The type signature says that remove takes two parameters, a Char and a String, and gives back an Int.
The error message refers to the second equation, which tries to match the first parameter (a Char) to (char : list) (a list).
Perhaps you meant
remove char list = ...
?
Further errors:
The first equation makes the same mistake (trying to match an empty list with the Char parameter).
Perhaps this should be
remove _ [] = ...
(_ means to match anything.)
The type signature says that the result is an Int, but your equations give a String result.
There are more mistakes. But that will get you started.
Edit: In response to your first comment:
The type signature should be
remove :: Char -> String -> String
remove takes a Char and a String and gives back a String.
When you put remove :: Char -> String, that means remove takes a Char and gives back a String.
(\elm -> flip (==) elm)
is the same as (\elm -> (==) elm)
is the same as (\elm birch -> (==) elm birch)
is the same as (\elm birch -> elm == birch)
is also the same as (==).
This expression has the type a -> a -> Bool, but you are passing it as the first parameter to filter, which expects a function with type a -> Bool (i.e. it wants a function that takes one parameter, not a function that takes two).

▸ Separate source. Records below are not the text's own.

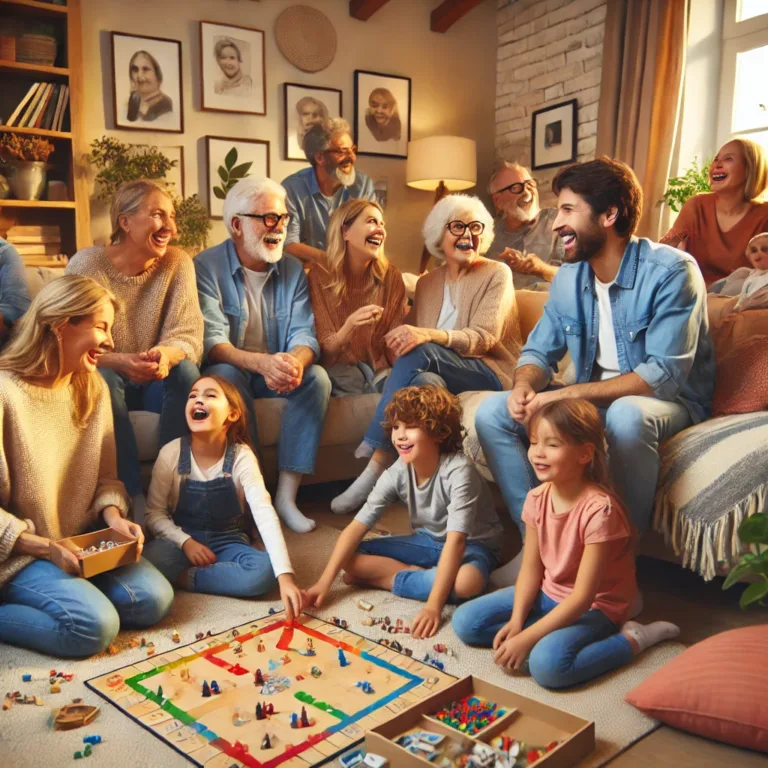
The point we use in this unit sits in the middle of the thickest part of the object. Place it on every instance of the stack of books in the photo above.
(38, 245)
(44, 106)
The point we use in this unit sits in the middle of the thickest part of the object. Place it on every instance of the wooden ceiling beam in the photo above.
(449, 12)
(364, 9)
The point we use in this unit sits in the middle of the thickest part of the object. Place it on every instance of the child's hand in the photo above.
(426, 623)
(198, 554)
(291, 595)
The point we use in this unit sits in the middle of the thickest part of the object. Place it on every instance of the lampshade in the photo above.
(450, 159)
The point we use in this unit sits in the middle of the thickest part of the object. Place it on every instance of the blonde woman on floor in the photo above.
(358, 297)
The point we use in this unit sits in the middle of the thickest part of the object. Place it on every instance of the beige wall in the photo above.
(453, 88)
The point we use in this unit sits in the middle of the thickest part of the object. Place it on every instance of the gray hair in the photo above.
(318, 138)
(246, 193)
(463, 207)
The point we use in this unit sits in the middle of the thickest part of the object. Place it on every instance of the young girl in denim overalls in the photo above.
(201, 487)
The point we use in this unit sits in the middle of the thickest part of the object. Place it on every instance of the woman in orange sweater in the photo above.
(463, 332)
(357, 298)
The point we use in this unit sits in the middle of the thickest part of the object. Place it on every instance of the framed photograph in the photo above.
(232, 69)
(228, 160)
(382, 114)
(553, 135)
(303, 106)
(146, 79)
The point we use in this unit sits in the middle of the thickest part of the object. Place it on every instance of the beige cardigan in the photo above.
(487, 326)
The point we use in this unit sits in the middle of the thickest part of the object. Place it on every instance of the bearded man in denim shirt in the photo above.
(633, 315)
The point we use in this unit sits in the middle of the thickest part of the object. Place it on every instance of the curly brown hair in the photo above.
(433, 409)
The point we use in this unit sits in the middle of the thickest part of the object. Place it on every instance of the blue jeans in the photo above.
(429, 364)
(167, 397)
(240, 570)
(635, 427)
(47, 610)
(423, 550)
(302, 419)
(589, 647)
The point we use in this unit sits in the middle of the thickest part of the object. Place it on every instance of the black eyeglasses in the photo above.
(271, 220)
(517, 187)
(458, 228)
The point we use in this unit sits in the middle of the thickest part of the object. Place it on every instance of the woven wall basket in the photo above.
(306, 37)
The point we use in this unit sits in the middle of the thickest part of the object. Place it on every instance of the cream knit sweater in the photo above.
(159, 307)
(58, 476)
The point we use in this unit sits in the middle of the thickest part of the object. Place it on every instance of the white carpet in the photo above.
(28, 739)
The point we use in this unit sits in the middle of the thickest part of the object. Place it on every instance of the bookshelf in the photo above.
(72, 215)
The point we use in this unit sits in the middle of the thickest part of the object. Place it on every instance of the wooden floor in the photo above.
(701, 609)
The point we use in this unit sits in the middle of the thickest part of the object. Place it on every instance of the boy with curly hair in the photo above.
(456, 539)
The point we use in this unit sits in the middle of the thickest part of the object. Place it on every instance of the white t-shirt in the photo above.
(607, 357)
(249, 484)
(254, 340)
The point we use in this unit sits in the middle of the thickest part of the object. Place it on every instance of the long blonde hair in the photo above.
(336, 247)
(34, 351)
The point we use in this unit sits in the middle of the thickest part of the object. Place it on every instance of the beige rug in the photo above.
(27, 738)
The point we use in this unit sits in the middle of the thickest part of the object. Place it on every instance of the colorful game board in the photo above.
(164, 693)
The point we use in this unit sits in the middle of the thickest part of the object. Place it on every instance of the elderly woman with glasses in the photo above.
(462, 332)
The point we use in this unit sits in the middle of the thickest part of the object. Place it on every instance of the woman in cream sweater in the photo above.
(462, 333)
(58, 478)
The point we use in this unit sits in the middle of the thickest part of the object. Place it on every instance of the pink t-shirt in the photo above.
(596, 517)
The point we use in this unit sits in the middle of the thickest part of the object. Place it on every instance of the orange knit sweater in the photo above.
(366, 343)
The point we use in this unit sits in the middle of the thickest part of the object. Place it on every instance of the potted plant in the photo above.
(27, 159)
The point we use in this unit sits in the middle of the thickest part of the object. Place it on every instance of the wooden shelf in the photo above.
(36, 131)
(35, 8)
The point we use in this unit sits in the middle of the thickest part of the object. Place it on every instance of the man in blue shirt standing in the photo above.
(315, 193)
(633, 315)
(260, 330)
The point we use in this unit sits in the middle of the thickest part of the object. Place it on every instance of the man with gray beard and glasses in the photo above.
(315, 193)
(260, 330)
(524, 238)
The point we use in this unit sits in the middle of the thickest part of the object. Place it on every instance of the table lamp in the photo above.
(443, 164)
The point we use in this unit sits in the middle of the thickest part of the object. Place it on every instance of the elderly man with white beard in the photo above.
(315, 193)
(524, 238)
(260, 330)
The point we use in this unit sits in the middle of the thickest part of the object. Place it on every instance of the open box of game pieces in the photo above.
(474, 724)
(101, 551)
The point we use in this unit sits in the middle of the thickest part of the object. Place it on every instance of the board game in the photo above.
(269, 693)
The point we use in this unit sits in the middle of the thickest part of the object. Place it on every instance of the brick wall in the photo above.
(549, 51)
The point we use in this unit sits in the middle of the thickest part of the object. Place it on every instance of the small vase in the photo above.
(28, 180)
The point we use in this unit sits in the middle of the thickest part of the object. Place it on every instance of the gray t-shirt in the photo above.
(536, 237)
(456, 498)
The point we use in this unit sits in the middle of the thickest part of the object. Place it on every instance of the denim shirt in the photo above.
(286, 311)
(658, 301)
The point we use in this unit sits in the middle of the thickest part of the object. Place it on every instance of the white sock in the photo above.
(647, 635)
(285, 503)
(506, 576)
(357, 494)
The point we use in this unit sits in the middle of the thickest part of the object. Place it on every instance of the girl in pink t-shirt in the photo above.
(576, 587)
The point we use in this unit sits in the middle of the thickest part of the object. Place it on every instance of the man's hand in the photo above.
(198, 554)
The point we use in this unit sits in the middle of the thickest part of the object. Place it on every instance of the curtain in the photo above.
(641, 93)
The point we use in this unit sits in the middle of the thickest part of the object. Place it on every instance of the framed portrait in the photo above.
(228, 160)
(553, 135)
(232, 69)
(382, 114)
(303, 106)
(146, 79)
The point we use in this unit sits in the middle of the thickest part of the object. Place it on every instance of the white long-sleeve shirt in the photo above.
(249, 484)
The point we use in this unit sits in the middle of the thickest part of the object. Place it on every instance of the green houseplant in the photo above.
(754, 532)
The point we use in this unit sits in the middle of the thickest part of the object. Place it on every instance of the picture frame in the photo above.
(233, 75)
(382, 114)
(299, 112)
(554, 135)
(147, 83)
(223, 170)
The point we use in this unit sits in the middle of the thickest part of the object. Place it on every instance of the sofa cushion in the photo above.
(714, 689)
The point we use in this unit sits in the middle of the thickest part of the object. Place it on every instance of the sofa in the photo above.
(712, 475)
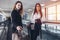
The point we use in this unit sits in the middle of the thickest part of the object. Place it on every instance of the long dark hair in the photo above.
(21, 10)
(35, 10)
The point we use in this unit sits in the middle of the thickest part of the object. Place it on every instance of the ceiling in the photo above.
(27, 4)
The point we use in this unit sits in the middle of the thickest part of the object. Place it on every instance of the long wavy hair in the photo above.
(21, 9)
(35, 10)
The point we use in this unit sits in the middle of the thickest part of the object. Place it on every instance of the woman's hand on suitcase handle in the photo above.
(19, 28)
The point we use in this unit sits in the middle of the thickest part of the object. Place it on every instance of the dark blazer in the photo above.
(16, 20)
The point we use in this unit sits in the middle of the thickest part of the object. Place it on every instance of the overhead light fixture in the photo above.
(53, 0)
(42, 4)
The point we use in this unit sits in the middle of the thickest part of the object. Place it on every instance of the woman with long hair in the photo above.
(36, 22)
(16, 16)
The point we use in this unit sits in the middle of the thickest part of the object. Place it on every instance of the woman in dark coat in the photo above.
(36, 22)
(17, 17)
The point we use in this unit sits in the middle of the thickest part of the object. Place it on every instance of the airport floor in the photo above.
(45, 36)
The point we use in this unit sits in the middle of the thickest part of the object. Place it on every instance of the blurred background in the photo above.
(50, 19)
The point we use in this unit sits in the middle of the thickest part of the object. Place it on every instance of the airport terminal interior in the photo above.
(50, 19)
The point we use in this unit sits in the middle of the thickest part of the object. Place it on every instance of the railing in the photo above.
(5, 27)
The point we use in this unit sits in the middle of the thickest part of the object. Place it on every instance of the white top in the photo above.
(35, 16)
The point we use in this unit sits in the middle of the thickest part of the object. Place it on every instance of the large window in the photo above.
(58, 12)
(51, 14)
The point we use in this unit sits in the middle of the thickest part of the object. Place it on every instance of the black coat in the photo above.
(16, 20)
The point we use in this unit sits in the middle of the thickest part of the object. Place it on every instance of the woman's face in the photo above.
(18, 6)
(38, 8)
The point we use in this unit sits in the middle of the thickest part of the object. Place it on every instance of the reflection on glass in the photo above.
(58, 12)
(52, 13)
(52, 10)
(52, 17)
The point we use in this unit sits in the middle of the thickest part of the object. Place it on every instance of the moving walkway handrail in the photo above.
(3, 30)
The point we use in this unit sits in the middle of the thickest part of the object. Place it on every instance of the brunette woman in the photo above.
(36, 22)
(17, 18)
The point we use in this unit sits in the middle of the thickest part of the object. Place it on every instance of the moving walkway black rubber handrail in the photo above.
(3, 34)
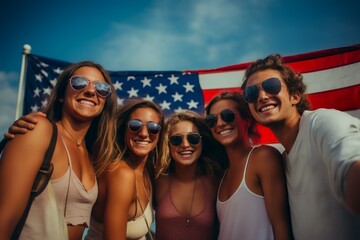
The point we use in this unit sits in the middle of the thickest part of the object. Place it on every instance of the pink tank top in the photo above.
(170, 224)
(74, 201)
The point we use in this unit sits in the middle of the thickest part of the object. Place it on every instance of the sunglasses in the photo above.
(192, 138)
(271, 86)
(226, 115)
(135, 125)
(78, 83)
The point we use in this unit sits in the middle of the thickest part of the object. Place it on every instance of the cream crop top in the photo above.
(74, 201)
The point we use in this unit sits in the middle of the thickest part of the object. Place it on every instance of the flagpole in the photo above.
(26, 51)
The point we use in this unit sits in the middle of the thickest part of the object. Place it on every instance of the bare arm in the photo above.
(21, 125)
(352, 191)
(19, 165)
(273, 182)
(120, 186)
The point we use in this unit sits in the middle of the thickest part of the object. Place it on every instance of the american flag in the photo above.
(332, 77)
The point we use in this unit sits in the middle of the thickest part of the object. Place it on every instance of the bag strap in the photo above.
(45, 169)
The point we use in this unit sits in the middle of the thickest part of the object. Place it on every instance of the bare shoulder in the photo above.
(120, 176)
(266, 156)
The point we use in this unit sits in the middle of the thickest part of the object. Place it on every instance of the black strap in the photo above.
(41, 180)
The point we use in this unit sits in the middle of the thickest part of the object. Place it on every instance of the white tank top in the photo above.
(243, 215)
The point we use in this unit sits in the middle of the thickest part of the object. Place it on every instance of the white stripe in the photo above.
(319, 81)
(332, 79)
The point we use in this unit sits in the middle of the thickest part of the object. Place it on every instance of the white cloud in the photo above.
(8, 99)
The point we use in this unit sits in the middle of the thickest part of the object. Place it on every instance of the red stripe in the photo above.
(306, 62)
(343, 99)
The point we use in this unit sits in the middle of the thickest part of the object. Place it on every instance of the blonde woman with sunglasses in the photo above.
(188, 172)
(82, 105)
(252, 197)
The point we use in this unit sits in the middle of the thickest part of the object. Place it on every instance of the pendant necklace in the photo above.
(78, 144)
(192, 201)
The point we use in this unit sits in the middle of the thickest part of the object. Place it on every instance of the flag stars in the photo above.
(37, 92)
(58, 70)
(35, 108)
(165, 105)
(188, 87)
(47, 91)
(120, 101)
(161, 88)
(149, 98)
(38, 77)
(173, 79)
(192, 104)
(133, 92)
(146, 82)
(177, 97)
(53, 82)
(118, 85)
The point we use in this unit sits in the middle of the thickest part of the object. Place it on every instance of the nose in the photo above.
(262, 94)
(143, 131)
(185, 142)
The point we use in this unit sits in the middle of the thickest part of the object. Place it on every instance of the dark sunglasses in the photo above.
(192, 138)
(226, 115)
(78, 83)
(271, 86)
(135, 125)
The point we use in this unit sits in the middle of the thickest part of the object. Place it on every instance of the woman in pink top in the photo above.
(187, 178)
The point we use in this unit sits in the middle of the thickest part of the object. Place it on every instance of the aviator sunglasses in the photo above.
(192, 138)
(78, 83)
(271, 86)
(226, 115)
(135, 125)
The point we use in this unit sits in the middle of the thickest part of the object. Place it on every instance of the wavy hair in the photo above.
(213, 158)
(100, 137)
(293, 80)
(243, 109)
(122, 118)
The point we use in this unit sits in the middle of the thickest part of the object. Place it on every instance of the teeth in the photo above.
(186, 153)
(141, 142)
(225, 131)
(87, 102)
(267, 108)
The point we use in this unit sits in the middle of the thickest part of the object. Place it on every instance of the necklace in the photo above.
(78, 144)
(192, 201)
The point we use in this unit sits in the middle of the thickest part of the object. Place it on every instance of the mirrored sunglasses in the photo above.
(227, 115)
(271, 86)
(135, 125)
(78, 83)
(192, 138)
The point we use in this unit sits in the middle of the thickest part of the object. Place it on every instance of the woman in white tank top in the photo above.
(252, 197)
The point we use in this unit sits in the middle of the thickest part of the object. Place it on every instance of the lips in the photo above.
(267, 108)
(87, 102)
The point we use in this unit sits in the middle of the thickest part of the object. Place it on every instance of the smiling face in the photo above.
(186, 153)
(84, 104)
(269, 109)
(229, 133)
(142, 142)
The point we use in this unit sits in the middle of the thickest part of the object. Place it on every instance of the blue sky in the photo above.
(166, 35)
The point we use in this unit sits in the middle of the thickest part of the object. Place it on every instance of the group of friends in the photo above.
(204, 177)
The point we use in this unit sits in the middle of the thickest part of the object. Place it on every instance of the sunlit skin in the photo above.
(265, 174)
(115, 205)
(277, 112)
(228, 133)
(185, 154)
(79, 109)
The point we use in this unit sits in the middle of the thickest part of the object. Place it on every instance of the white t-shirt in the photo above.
(327, 144)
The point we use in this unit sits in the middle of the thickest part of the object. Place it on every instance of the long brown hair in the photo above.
(100, 137)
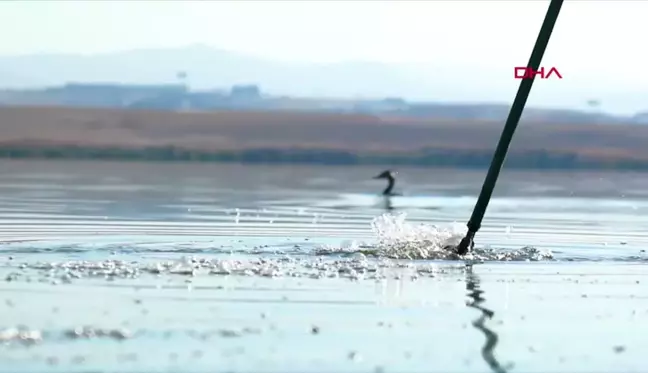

(This is what the error message is telling you about.)
I have a very simple question: Given a function accepting a char and returning a string
test :: Char -> [String]
how can one convert the char into a string? I'm confused over the two types.
In Haskell String is an alias for [Char]:
type String = [Char]
If you just want a function that converts a single char to a string you could e.g. do
charToString :: Char -> String
charToString c = [c]
If you prefer pointfree style you could also write
charToString :: Char -> String
charToString = (:[])
A String is just a [Char]
But that's just a nice way of saying
'H':'E':'L':'L':'O':[]
So to make it a [String] we could do:
['H':'E':'L':'L':'O':[]]
Another way would be using
return . return
Since return for lists is defined as :[]
Note that you can convert any type implementing the Show type class to a string using show:
(Show a) => a -> String
Because Char implements this, the function is already written for you!